Machines exotiques: ces étranges robots qui font parler d’eux
La «révolution robotique» voulue par le gouvernement japonais est aussi une histoire de communication et de soft power.

Des robots qui se disent «oui» lors d’un mariage pour machines; une star du petit écran (le commentateur travesti Matsuko) qui discute dans une émission avec son propre jumeau mécanique conçu par le fascinant professeur Hiroshi Ishiguro; une autre créature d’Ishiguro qui accueille et conseille les clients dans le grand magasin de luxe Mitsukoshi; un hôtel (l’Henn-na dans la préfecture de Nagasaki) où l’on se fait servir par des androïdes et autres robots transporteurs de bagages; le petit «Pepper» qui vend du café au supermarché, et quelques-uns de ses cousins de chez Aldebaran qui jouent les guides multilingues dans une grande banque de Tokyo; un bras industriel de chez Yaskawa qui apprend l’art du sabre avec un maître du budo, le temps d’une publicité; un duel, enfin, prévu entre deux robots géants respectivement japonais et américain: depuis que le Japon aspire à devenir un hub pour l’innovation robotique, les opérations à forte résonance médiatique se suivent et ne se ressemblent pas.

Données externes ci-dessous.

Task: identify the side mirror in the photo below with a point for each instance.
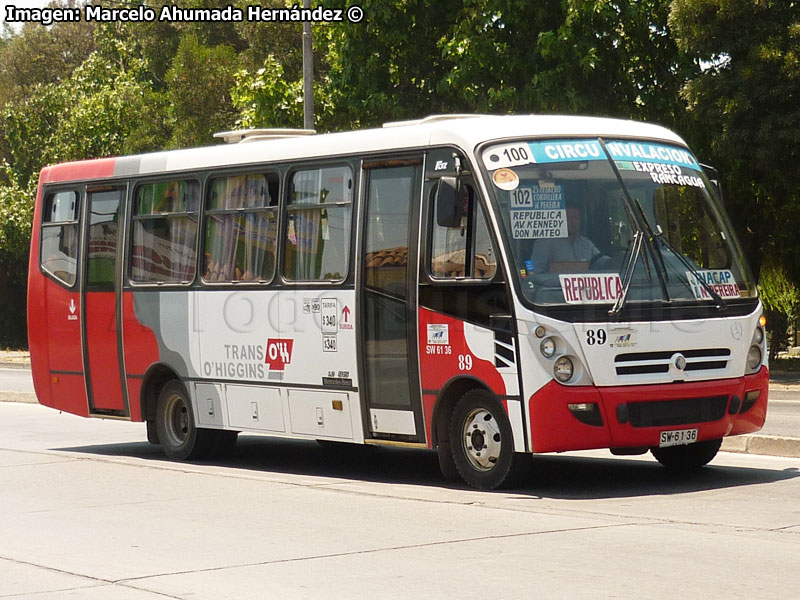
(448, 205)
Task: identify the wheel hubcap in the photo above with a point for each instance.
(177, 420)
(481, 439)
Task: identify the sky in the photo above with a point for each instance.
(20, 4)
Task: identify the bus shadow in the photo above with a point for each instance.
(561, 476)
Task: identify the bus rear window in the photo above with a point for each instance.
(165, 232)
(59, 254)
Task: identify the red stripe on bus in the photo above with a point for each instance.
(84, 169)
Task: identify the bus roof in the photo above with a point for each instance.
(464, 131)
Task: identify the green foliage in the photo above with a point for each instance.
(89, 115)
(16, 207)
(781, 299)
(200, 71)
(746, 113)
(265, 98)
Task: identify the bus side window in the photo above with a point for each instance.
(59, 254)
(464, 251)
(165, 232)
(318, 224)
(241, 228)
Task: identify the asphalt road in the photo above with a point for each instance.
(783, 413)
(15, 380)
(90, 511)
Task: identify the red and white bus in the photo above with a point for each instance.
(488, 286)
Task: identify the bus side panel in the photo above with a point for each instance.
(753, 419)
(54, 334)
(140, 352)
(555, 429)
(445, 353)
(37, 308)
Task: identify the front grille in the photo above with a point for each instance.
(677, 412)
(644, 363)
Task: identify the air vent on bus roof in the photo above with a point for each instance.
(253, 135)
(430, 119)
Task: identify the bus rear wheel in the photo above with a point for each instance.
(685, 458)
(180, 437)
(482, 443)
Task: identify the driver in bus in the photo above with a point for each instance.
(572, 254)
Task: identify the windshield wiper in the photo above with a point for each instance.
(628, 203)
(627, 278)
(660, 237)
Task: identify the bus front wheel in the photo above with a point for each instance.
(180, 437)
(482, 443)
(684, 458)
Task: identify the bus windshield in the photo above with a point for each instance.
(571, 210)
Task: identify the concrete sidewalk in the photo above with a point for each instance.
(761, 443)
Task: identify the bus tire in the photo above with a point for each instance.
(685, 458)
(482, 443)
(180, 438)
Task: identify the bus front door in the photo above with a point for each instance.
(388, 301)
(101, 314)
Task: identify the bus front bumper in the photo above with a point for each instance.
(584, 417)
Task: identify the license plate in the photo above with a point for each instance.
(677, 437)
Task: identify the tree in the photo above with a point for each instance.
(200, 82)
(746, 104)
(781, 299)
(15, 227)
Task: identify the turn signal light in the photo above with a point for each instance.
(587, 413)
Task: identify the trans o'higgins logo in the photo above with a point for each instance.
(279, 353)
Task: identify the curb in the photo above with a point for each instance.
(22, 397)
(770, 445)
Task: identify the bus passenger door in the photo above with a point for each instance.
(388, 300)
(101, 310)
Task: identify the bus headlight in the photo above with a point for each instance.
(563, 369)
(754, 358)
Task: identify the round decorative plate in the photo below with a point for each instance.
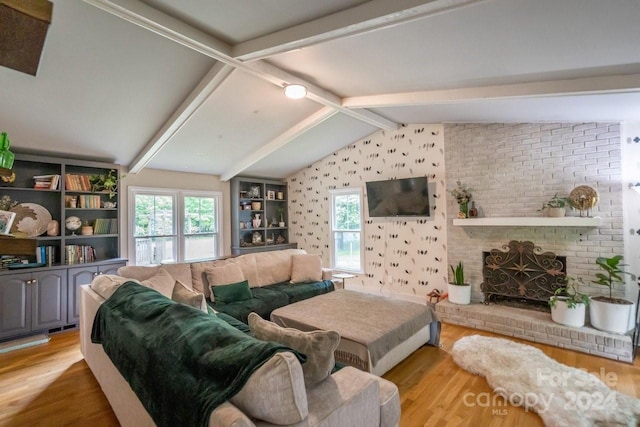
(31, 219)
(583, 197)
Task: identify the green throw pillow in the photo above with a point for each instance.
(225, 294)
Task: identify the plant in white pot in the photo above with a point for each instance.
(459, 291)
(556, 207)
(607, 313)
(568, 305)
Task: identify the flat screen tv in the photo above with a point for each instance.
(398, 197)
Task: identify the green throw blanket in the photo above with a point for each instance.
(181, 363)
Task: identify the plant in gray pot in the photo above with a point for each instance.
(459, 291)
(568, 305)
(607, 313)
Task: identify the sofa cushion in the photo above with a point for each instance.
(233, 292)
(182, 294)
(162, 282)
(306, 268)
(106, 284)
(275, 392)
(275, 266)
(318, 346)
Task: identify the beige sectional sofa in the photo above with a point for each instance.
(276, 393)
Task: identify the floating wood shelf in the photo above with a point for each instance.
(568, 221)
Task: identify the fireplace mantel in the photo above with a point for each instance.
(530, 221)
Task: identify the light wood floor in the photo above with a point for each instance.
(51, 385)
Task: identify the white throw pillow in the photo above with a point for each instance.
(306, 268)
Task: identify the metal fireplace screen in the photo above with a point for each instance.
(521, 272)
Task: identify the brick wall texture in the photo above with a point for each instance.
(514, 169)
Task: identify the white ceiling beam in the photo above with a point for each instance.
(295, 131)
(153, 20)
(181, 116)
(372, 15)
(568, 87)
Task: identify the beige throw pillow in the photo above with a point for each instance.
(162, 282)
(182, 294)
(306, 268)
(318, 346)
(224, 275)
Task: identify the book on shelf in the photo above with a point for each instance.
(46, 182)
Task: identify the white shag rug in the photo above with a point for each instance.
(524, 376)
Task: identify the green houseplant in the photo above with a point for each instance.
(568, 304)
(556, 206)
(459, 291)
(608, 313)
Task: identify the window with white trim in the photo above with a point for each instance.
(346, 230)
(174, 225)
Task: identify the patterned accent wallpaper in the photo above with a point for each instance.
(402, 256)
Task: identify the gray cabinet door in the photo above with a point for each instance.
(15, 304)
(49, 299)
(78, 276)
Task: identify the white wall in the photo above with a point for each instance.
(412, 250)
(514, 168)
(169, 179)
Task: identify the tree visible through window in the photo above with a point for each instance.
(346, 223)
(156, 234)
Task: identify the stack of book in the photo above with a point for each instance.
(77, 182)
(46, 182)
(105, 226)
(79, 254)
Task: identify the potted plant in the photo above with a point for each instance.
(607, 313)
(568, 305)
(281, 213)
(459, 291)
(556, 206)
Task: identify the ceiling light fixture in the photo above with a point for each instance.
(295, 91)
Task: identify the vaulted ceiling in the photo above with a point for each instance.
(196, 85)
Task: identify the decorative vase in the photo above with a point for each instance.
(561, 313)
(459, 294)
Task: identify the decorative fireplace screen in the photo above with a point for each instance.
(521, 273)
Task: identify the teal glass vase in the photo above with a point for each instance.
(6, 156)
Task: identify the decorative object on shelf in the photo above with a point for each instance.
(568, 305)
(463, 195)
(105, 182)
(473, 211)
(556, 206)
(53, 228)
(256, 221)
(459, 291)
(31, 219)
(254, 192)
(72, 224)
(6, 156)
(584, 198)
(607, 313)
(6, 221)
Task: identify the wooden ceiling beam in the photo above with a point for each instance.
(370, 16)
(214, 78)
(280, 141)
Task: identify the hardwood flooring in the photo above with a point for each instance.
(51, 385)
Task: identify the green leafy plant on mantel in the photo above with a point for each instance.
(612, 274)
(458, 274)
(105, 182)
(569, 293)
(556, 202)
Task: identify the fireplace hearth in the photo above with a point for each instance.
(521, 274)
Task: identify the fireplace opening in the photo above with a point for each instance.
(521, 274)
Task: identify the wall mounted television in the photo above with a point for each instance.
(398, 197)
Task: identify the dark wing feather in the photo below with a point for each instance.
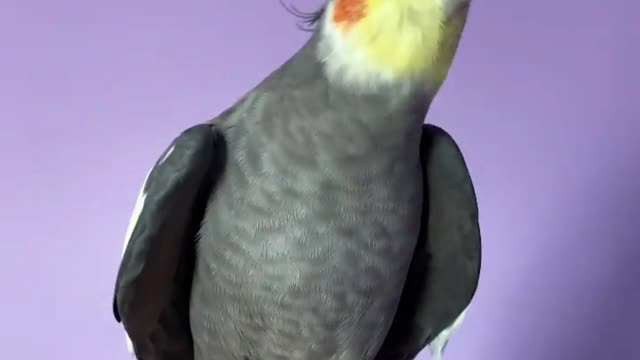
(445, 269)
(153, 284)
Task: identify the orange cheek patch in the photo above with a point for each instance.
(348, 12)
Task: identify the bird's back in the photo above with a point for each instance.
(305, 246)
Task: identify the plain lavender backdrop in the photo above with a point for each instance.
(541, 100)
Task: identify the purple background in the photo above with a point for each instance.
(540, 99)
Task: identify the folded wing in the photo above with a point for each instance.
(153, 284)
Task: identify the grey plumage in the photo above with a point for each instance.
(315, 215)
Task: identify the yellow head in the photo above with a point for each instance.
(368, 42)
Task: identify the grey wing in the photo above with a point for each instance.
(445, 268)
(153, 284)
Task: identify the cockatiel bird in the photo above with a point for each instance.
(317, 218)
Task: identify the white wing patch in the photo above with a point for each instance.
(137, 210)
(438, 344)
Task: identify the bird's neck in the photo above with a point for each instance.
(365, 44)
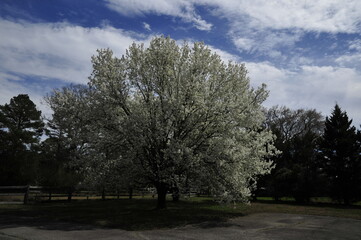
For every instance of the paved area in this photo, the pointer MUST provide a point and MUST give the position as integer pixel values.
(255, 227)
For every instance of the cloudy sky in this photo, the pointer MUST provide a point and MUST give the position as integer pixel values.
(308, 52)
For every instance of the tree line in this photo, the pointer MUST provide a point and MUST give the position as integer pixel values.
(175, 118)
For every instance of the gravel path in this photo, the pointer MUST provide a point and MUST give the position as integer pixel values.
(255, 227)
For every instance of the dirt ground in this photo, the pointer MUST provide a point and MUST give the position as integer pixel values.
(255, 227)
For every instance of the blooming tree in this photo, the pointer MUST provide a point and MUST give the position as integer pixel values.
(175, 116)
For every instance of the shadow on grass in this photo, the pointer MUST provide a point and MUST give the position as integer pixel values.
(312, 204)
(136, 214)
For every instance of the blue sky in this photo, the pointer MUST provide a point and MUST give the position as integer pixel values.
(307, 52)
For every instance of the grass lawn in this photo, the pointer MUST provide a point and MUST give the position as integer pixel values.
(139, 214)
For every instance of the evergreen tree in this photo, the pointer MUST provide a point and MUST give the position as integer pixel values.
(295, 172)
(340, 157)
(20, 130)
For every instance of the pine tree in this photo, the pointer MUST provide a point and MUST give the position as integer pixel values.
(340, 157)
(20, 130)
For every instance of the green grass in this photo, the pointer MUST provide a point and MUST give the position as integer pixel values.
(139, 214)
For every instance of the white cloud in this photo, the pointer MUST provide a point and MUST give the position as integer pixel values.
(60, 50)
(177, 8)
(320, 16)
(260, 26)
(47, 51)
(310, 87)
(146, 26)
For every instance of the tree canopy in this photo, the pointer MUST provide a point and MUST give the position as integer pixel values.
(175, 116)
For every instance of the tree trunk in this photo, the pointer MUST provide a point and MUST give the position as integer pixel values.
(70, 195)
(162, 193)
(130, 192)
(103, 194)
(175, 194)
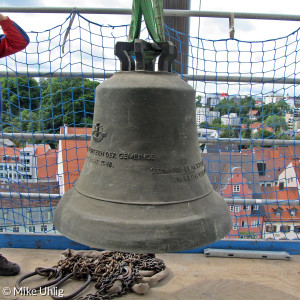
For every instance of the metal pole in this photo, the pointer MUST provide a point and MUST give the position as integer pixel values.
(167, 12)
(211, 78)
(15, 195)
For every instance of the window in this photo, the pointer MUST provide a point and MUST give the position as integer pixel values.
(254, 223)
(44, 228)
(236, 188)
(270, 228)
(285, 228)
(297, 229)
(16, 229)
(31, 228)
(261, 167)
(244, 224)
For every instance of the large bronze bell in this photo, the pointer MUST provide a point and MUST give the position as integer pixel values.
(143, 187)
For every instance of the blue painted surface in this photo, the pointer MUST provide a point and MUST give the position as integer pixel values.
(46, 241)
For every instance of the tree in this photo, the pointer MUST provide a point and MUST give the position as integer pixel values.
(262, 134)
(66, 101)
(228, 132)
(276, 122)
(225, 107)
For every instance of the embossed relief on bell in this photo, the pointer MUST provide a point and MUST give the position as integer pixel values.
(98, 132)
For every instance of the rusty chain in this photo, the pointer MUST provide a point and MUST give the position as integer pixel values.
(114, 272)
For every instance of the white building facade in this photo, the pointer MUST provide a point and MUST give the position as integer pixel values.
(231, 119)
(203, 114)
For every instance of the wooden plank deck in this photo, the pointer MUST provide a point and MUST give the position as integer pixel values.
(192, 277)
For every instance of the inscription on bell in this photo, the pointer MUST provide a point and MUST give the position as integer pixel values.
(98, 132)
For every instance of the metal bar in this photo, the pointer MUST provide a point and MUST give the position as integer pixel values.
(211, 78)
(261, 201)
(281, 255)
(46, 136)
(167, 12)
(219, 78)
(15, 195)
(248, 142)
(83, 137)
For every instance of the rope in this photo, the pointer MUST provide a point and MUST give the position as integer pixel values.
(153, 18)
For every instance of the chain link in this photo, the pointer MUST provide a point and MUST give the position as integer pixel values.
(108, 268)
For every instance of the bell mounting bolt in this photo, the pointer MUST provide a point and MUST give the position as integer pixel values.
(145, 55)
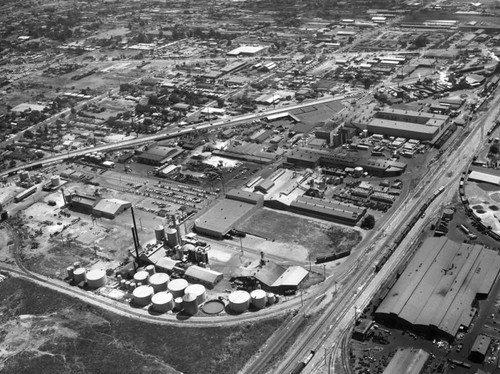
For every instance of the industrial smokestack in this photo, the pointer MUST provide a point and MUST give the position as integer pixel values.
(136, 245)
(64, 197)
(135, 225)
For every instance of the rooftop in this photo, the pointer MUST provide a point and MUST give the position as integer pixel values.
(440, 283)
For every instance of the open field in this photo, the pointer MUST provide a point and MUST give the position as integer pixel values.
(43, 331)
(318, 238)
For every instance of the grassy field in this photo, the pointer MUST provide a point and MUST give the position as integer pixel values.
(42, 331)
(319, 238)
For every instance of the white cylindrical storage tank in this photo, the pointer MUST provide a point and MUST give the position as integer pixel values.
(177, 287)
(178, 303)
(70, 270)
(270, 298)
(239, 301)
(150, 269)
(171, 235)
(259, 299)
(160, 233)
(55, 180)
(159, 282)
(179, 252)
(79, 275)
(162, 302)
(96, 279)
(198, 290)
(190, 304)
(141, 277)
(142, 295)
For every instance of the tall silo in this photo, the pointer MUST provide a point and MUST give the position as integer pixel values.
(141, 277)
(171, 237)
(160, 233)
(151, 270)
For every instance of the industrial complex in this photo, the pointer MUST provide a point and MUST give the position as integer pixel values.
(436, 292)
(309, 186)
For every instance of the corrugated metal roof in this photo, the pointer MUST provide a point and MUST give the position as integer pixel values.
(440, 283)
(292, 276)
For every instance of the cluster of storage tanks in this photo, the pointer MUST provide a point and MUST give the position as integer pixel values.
(240, 301)
(149, 287)
(94, 278)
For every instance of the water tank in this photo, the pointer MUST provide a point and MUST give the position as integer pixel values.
(239, 301)
(70, 270)
(141, 277)
(179, 252)
(160, 233)
(159, 281)
(142, 295)
(150, 269)
(259, 299)
(448, 214)
(79, 275)
(24, 176)
(270, 298)
(172, 239)
(178, 303)
(162, 302)
(55, 180)
(358, 172)
(96, 279)
(190, 304)
(198, 290)
(177, 287)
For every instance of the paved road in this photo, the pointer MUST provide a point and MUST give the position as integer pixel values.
(337, 318)
(170, 133)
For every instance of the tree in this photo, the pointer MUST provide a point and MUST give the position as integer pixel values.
(368, 222)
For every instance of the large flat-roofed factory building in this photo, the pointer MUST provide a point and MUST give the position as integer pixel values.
(409, 124)
(227, 213)
(435, 294)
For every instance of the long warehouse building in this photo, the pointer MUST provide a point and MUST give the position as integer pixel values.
(436, 292)
(409, 124)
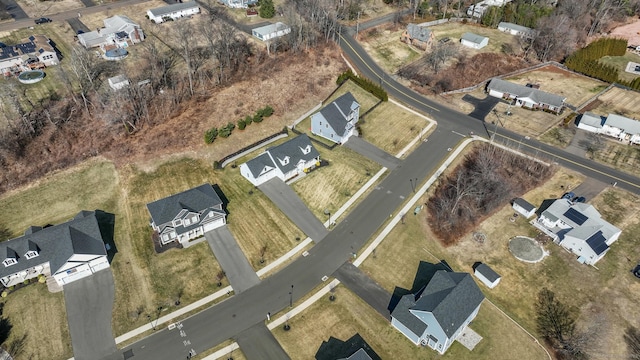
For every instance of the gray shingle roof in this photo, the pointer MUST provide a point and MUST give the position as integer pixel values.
(474, 38)
(337, 111)
(420, 33)
(523, 91)
(487, 272)
(196, 200)
(258, 164)
(524, 204)
(56, 244)
(293, 149)
(451, 297)
(169, 9)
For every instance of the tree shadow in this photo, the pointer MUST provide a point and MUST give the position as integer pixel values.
(424, 274)
(106, 223)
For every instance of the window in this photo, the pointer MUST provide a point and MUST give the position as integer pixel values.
(9, 262)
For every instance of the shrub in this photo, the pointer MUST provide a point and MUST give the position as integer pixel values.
(210, 135)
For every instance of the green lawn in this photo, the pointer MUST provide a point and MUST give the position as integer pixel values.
(620, 63)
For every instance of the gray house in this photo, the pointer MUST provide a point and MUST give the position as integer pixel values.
(337, 121)
(437, 315)
(67, 252)
(524, 96)
(186, 216)
(285, 161)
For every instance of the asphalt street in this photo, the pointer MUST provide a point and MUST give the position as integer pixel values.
(291, 205)
(89, 304)
(372, 152)
(238, 271)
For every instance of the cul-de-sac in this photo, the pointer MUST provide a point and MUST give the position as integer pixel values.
(319, 179)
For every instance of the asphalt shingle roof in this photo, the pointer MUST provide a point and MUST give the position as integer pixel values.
(524, 91)
(337, 111)
(197, 199)
(451, 297)
(55, 244)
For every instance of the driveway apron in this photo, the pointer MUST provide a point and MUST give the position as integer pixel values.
(365, 287)
(258, 343)
(372, 152)
(89, 303)
(232, 260)
(292, 206)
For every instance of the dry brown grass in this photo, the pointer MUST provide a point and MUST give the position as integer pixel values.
(391, 127)
(348, 315)
(331, 186)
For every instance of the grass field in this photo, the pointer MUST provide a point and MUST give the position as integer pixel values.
(331, 186)
(574, 284)
(391, 127)
(348, 315)
(620, 63)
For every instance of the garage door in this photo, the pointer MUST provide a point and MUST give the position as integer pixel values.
(213, 225)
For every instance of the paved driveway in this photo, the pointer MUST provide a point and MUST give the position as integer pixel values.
(258, 343)
(232, 260)
(291, 205)
(89, 303)
(365, 287)
(372, 152)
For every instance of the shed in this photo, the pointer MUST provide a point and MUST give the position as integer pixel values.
(474, 41)
(486, 274)
(523, 207)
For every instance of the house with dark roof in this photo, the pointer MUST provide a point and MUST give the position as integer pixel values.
(35, 52)
(173, 11)
(285, 161)
(186, 216)
(525, 96)
(523, 207)
(337, 121)
(486, 275)
(578, 228)
(118, 30)
(437, 315)
(418, 36)
(67, 252)
(474, 41)
(355, 348)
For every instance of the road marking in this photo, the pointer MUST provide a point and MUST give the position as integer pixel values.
(573, 162)
(382, 78)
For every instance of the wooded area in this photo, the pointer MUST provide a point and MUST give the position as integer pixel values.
(488, 178)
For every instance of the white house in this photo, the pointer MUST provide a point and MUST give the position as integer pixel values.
(591, 122)
(271, 31)
(185, 217)
(515, 29)
(285, 161)
(523, 207)
(173, 11)
(67, 252)
(486, 275)
(337, 121)
(34, 52)
(118, 82)
(437, 315)
(578, 228)
(118, 30)
(525, 96)
(474, 41)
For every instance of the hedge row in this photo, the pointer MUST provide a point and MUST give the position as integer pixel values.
(225, 131)
(366, 84)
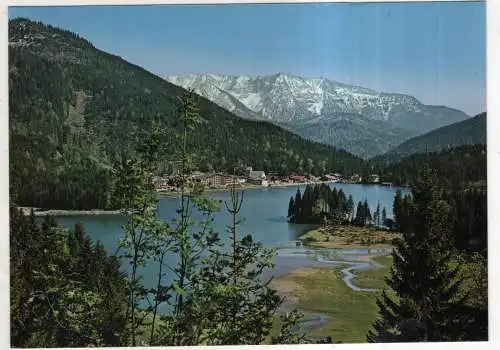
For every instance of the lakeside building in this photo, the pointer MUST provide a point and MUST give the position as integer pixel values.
(298, 178)
(356, 178)
(257, 177)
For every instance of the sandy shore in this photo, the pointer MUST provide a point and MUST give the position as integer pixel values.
(59, 212)
(348, 237)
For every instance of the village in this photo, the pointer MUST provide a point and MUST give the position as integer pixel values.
(253, 178)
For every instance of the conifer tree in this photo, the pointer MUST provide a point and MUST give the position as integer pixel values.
(384, 216)
(291, 209)
(366, 213)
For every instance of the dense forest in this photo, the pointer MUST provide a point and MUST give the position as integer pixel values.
(468, 132)
(75, 111)
(455, 168)
(66, 291)
(437, 289)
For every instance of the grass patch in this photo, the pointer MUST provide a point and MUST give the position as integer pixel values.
(344, 236)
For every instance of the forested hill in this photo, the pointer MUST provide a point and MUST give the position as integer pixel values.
(456, 167)
(75, 110)
(468, 132)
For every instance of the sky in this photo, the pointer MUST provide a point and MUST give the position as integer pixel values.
(433, 51)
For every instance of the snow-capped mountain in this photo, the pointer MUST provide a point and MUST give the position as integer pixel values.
(291, 101)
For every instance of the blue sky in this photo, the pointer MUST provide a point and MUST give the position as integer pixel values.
(433, 51)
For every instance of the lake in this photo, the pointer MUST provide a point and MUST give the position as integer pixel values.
(264, 212)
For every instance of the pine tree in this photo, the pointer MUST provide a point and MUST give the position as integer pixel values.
(291, 210)
(298, 217)
(360, 215)
(397, 209)
(376, 214)
(427, 306)
(350, 208)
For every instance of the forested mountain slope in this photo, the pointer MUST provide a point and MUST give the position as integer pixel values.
(468, 132)
(75, 110)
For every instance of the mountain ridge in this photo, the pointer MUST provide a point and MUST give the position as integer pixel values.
(290, 99)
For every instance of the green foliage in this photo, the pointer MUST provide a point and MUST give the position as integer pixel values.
(287, 335)
(75, 112)
(319, 203)
(59, 297)
(454, 167)
(471, 131)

Si certaines semblent un peu vaines, d’autres servent de vitrine à des initiatives stimulantes. Ainsi de «Kirobo», le premier robot de compagnie envoyé dans l’espace en 2013, qui donne de la visibilité à «Robo Garage», le projet de Tomotaka Takahashi, professeur à l’Université de Tokyo. Celui-ci développe de petites machines aux airs de jouets, qu’il espère à la frontière entre robots et smartphones. Après tout, nos téléphones ne sont-ils pas déjà en quelque sorte nos confidents les plus intimes?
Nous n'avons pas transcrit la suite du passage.